Regular broadcasting returned to TV Japan somewhat over this past week after all of the New Year's hijinks. This meant that Tuesday night had the kayo show come back but it wasn't NHK's "Uta Kon"（うたコン）. Instead it was another edition of kayo legend Hiroshi Itsuki's（五木ひろし）"Itsuki-sensei o Utau! SHOW Gakko"（五木先生の 歌う！SHOW学校）, the program featuring a mix of tarento and enka singers in an old-fashioned elementary school setting with Itsuki as the amiable teacher.
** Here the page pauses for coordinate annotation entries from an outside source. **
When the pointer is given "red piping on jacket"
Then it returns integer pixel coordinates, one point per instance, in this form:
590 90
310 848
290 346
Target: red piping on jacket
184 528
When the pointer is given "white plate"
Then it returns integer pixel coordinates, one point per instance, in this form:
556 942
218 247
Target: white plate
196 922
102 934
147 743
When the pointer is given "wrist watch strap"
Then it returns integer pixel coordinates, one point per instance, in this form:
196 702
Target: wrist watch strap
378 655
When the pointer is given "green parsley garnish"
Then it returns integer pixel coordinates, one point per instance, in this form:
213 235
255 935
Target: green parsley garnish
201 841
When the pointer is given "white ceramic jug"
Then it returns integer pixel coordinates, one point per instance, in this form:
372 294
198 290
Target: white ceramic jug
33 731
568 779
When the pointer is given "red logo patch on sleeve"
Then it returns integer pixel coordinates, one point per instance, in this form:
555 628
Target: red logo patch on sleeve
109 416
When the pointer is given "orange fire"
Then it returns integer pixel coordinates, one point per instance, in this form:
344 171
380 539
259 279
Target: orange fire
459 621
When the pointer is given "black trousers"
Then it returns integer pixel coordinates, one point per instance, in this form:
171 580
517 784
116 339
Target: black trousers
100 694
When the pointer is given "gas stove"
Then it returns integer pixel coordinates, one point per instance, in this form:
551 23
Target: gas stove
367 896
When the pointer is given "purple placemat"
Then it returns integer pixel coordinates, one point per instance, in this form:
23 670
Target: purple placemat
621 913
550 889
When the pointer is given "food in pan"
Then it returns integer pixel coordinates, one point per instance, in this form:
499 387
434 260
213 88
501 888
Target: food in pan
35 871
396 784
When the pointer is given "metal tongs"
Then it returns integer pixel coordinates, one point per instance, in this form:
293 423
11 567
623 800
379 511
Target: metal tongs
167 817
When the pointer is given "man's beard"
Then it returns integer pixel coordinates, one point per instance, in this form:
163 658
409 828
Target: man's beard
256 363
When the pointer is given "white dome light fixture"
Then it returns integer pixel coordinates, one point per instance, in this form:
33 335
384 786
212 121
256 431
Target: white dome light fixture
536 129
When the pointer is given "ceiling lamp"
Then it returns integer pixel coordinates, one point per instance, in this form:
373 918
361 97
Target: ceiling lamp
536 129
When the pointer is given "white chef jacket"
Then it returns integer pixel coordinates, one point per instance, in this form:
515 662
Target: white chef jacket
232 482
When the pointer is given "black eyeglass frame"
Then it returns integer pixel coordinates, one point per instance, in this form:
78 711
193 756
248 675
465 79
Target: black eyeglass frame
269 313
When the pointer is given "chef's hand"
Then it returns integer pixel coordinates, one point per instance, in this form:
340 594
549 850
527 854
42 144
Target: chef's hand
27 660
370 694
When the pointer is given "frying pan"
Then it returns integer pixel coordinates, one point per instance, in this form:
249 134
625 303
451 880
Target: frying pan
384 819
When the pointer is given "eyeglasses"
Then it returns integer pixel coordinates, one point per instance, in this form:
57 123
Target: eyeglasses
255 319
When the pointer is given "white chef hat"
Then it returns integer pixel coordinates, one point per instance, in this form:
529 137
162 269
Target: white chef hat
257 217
There was the usual humour and performances of the oldies, and there was one segment paying tribute to the late singer Haruo Oka（岡晴夫）who had his heyday in the 1940s and perhaps 1950s.
The most famous song by Oka in my estimation was his 1948 "Akogare no Hawaii Koro"（憧れのハワイ航路）and from hearing some of his other songs in the tribute on Itsuki's show, I had the impression that Oka was a crooner doing some very upbeat melodies during a time when Japan realized that it had to start all over again.
One song from the tribute was "Tokyo no Hanauri Musume" (Flower Girl of Tokyo) which was recorded two years before "Akogare no Hawaii Koro" in 1946. Actually, this particular song was the middle child of five songs in Oka's own "Flower Girl" series starting with "Shanghai no Hanauri Musume"（上海の花売娘...Flower Girl of Shanghai）in 1939. All of the "Flower Girl" songs were composed by Gento Uehara（上原げんと）with the Tokyo version's lyrics provided by Yutaka Kadota（門田ゆたか）under the alias of Shio Sasa（佐々詩生）. Not particularly sure how that pseudonym is pronounced since there are a number of readings for the first name so if anyone can correct or confirm my guess at it, please do so.
"Tokyo no Hanauri Musume" is my first exposure to the "Flower Girl" series sung by Oka, and from the versions that I've heard on "SHOW Gakko" and YouTube, it's a hopeful ditty with the titular girl selling her flowers on the street which also seems to have its fair share of flora and by a jazz hall. There's even mention of American soldiers and the feeling is that of a general hustle and bustle in the big city now that the war is over. I even caught a whiff of a slow boogie in the melody as well.
Especially for an old chestnut like this one, covers have been made of "Tokyo no Hanauri Musume". For instance, Kiyoshi Hikawa（氷川きよし）provided his take in his 2004 album "Enka Meikyoku Collection 4"（演歌名曲コレクション4...Enka Standard Collection 4）. I don't know what the recorded version sounds like but I do like his slightly jazzier version in the above video.
There is also this nostalgically elegant version by Kaori Mizumori（水森かおり）although I don't know whether she ever did an official recording and when it was released.